Chronic HBV infections can destroy the liver and ultimately kill if left unchecked. They currently require lifelong treatment, and less than 1% of patients who receive existing drugs can control the virus after stopping treatments. The most commonly used HBV drugs disrupt the ability of the virus to make copies of its genes by introducing into infected cells defective analogs of the nucleosides or nucleotides—nukes—that make up its DNA. Bepi, in contrast, is an antisense oligonucleotide that derails viral replication by binding to HBV’s messenger RNA, preventing it from making needed proteins and triggering its destruction. The drug separately stimulates immune responses against the virus.
The new phase 3 studies focused on the subset of the treated population for whom the standard drugs were working. Participants had relatively low levels of the viral surface protein, or antigen, in their blood and did not have HIV infections or liver scarring known as cirrhosis.
Two-thirds of participants added bepi shots for 24 weeks to their daily nuke pills, while a control group added placebo shots. Everyone then continued with nukes for another 24 weeks. Six months after stopping all treatment, 233 of 1220 people who had received bepi had functional cures—both undetectable HBV DNA and surface antigen—versus zero of 614 participants in the placebo arm. The functional cure rate went up to 26% in participants who entered the study with the lowest levels of the viral surface antigen. Side effects were common, but rarely severe.

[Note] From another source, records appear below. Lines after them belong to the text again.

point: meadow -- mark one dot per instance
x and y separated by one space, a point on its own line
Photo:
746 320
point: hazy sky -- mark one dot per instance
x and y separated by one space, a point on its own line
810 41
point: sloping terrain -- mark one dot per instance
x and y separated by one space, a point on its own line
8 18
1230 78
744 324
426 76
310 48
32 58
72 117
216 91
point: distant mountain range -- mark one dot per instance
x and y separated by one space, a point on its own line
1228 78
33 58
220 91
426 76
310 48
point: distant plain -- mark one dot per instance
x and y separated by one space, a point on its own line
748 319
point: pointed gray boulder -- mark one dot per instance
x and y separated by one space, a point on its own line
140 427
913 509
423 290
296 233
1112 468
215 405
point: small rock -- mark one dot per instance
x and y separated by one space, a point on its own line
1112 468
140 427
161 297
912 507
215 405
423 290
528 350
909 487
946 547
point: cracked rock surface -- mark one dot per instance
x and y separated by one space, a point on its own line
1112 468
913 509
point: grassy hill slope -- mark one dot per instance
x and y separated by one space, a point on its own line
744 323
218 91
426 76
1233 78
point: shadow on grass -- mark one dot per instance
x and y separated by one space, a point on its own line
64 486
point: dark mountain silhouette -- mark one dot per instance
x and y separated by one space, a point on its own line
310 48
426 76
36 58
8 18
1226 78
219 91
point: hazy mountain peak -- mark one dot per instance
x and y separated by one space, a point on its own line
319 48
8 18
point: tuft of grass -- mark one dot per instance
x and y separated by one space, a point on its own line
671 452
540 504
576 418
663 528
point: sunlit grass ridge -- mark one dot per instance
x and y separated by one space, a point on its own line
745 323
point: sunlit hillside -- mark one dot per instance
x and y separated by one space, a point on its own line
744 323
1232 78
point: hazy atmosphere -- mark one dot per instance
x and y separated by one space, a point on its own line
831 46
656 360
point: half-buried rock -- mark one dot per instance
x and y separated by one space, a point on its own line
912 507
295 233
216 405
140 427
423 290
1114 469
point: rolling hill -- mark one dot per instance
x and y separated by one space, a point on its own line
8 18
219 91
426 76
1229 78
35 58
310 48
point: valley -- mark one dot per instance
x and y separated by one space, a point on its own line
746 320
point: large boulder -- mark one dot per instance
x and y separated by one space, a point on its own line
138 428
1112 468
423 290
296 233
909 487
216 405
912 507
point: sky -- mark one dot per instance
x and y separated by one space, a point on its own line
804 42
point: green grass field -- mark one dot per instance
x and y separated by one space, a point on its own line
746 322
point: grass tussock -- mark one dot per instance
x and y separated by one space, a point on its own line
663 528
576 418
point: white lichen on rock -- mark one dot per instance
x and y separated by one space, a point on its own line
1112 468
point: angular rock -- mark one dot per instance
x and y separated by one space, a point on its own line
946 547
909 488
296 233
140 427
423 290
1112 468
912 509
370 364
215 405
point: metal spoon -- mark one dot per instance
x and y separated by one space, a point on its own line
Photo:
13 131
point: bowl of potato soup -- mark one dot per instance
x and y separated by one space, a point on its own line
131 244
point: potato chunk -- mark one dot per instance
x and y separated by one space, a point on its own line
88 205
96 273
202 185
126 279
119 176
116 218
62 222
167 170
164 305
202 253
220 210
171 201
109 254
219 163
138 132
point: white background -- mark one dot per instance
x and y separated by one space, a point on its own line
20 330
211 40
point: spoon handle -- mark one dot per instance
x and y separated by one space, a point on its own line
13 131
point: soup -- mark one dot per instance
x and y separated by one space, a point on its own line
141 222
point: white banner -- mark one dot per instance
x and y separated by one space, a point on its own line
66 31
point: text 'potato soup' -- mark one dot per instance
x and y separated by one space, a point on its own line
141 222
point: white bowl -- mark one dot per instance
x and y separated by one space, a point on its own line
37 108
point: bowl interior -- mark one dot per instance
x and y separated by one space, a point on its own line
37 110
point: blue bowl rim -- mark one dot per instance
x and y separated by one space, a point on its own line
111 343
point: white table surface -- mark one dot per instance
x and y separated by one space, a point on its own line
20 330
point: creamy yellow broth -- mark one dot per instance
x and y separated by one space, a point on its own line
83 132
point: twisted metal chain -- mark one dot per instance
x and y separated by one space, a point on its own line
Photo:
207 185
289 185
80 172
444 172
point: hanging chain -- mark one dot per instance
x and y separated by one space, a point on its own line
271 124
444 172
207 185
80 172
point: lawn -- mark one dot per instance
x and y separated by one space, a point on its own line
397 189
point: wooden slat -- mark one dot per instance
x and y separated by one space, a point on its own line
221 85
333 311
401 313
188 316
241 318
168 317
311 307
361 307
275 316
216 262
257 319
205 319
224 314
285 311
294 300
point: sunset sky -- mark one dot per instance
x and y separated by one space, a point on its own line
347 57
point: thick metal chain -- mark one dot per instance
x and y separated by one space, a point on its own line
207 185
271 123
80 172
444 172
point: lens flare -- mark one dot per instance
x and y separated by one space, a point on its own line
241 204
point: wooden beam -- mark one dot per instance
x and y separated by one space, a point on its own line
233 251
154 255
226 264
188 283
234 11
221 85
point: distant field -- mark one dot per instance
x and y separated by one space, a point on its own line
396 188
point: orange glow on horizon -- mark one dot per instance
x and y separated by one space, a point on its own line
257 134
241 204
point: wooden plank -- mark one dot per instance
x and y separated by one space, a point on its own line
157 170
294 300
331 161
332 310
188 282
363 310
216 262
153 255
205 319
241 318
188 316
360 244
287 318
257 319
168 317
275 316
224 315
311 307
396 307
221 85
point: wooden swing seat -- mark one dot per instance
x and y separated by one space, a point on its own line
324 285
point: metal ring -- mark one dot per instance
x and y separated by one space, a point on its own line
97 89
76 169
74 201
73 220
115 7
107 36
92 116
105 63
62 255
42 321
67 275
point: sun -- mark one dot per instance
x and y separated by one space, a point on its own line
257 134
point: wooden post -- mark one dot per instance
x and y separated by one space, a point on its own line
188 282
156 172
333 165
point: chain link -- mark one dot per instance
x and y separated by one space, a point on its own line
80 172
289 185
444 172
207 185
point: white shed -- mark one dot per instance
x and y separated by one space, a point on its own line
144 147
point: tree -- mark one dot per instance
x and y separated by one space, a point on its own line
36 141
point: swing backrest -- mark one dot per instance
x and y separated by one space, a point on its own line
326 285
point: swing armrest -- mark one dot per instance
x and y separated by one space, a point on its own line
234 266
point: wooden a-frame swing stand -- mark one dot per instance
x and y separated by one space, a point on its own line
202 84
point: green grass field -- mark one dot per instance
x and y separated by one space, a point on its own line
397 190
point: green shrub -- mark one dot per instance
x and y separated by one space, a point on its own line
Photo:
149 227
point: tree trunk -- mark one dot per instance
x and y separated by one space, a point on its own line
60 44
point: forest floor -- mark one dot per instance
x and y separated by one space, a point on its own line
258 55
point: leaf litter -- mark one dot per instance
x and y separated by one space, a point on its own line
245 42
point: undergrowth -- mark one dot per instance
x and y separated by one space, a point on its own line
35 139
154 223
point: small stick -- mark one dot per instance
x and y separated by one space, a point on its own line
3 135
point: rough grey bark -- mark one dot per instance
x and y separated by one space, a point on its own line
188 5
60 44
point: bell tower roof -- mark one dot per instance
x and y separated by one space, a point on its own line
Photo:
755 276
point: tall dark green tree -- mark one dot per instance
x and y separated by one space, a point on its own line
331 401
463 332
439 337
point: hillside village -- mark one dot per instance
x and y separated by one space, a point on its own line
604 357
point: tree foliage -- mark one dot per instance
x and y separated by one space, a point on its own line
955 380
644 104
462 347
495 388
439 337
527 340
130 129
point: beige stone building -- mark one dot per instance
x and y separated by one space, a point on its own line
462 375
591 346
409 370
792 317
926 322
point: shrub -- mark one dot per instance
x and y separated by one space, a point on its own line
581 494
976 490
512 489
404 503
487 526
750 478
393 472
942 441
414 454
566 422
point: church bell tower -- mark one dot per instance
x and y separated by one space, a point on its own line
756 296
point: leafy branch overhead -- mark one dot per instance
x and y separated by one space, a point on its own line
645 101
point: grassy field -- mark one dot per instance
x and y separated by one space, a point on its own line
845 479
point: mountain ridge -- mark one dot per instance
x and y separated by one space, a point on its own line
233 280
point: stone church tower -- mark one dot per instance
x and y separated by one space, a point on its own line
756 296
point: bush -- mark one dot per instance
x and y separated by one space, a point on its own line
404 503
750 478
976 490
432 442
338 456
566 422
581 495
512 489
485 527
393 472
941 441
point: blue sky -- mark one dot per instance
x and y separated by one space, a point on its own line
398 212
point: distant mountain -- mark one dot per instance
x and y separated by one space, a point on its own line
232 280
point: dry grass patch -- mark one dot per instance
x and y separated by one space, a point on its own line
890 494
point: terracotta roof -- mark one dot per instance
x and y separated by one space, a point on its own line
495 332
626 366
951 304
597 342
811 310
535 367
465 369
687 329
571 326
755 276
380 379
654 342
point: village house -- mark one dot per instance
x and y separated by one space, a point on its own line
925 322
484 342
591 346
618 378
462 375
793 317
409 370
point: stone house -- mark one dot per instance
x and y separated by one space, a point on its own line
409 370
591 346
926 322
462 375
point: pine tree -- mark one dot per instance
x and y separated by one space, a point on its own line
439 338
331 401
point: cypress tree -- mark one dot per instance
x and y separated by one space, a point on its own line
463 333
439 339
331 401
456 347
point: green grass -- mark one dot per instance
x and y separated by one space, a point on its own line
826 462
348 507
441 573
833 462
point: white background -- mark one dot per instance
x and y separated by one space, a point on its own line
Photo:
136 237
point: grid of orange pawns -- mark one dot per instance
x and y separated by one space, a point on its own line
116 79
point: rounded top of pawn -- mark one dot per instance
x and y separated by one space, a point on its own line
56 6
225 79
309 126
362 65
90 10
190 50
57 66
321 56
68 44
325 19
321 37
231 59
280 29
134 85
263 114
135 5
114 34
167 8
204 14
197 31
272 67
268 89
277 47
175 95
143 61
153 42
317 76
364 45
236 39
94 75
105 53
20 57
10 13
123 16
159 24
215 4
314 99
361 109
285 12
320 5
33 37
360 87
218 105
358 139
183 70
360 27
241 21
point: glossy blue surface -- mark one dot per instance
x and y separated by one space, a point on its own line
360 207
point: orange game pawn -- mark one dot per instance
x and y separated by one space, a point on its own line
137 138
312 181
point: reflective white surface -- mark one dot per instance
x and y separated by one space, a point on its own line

When HBV infects adults, typically through sex or sharing needles during drug use, the immune system clears the virus about 90% of the time. In infants who become infected, mainly by mother-to-child transmission, their less mature immune systems falter more often—90% develop chronic infections. An infection becomes chronic when HBV integrates its DNA into human chromosomes and also forms an intractable miniature chromosome inside cells called cccDNA.
Like the nukes, bepi doesn’t eliminate the embedded cccDNA—a “sterilizing” cure—but it helps suppress HBV levels to low enough levels for a long enough period to reinvigorate immune responses against the virus. Many researchers see the functional cure bepi provides as a more realistic goal than a sterilizing cure. The new results are “a long-awaited milestone in the journey toward curing HBV infection,” says Fabien Zoulim, a hepatologist at Claude Bernard University Lyon 1.
Whether a bepi-induced functional cure is lifelong remains a key issue. Zoulim notes that the durability of surface antigen loss “requires further assessment through extended follow-up.” Data from the much smaller phase 2 studies of the drug have shown viral suppression for up to 3 years in more than 90% of the functionally cured patients, according to Melanie Paff, a GSK scientist who spoke at a press briefing last week.
GSK has already submitted the new phase 3 data to drug regulatory agencies in Europe, the United States, Canada, Japan, and China. The company expects at least some approvals to occur later this year. It has yet to announce how much the drug will sell for in wealthy countries and resource-limited ones. “We are committed to pricing which balances the value of innovation and patient access, and we’ll continue to work constructively with payers around the world to achieve this,” a GSK spokesperson told Science.
Despite the promise of bepi, some hepatitis B researchers remain frustrated that pharmaceutical companies have not made more of an effort to design even better, truly curative drugs. “There have not been enough collaborations within industry—each company tries to work on its own,” Lok says, “and we expect that a cure, for many patients, will require a multiprong approach.”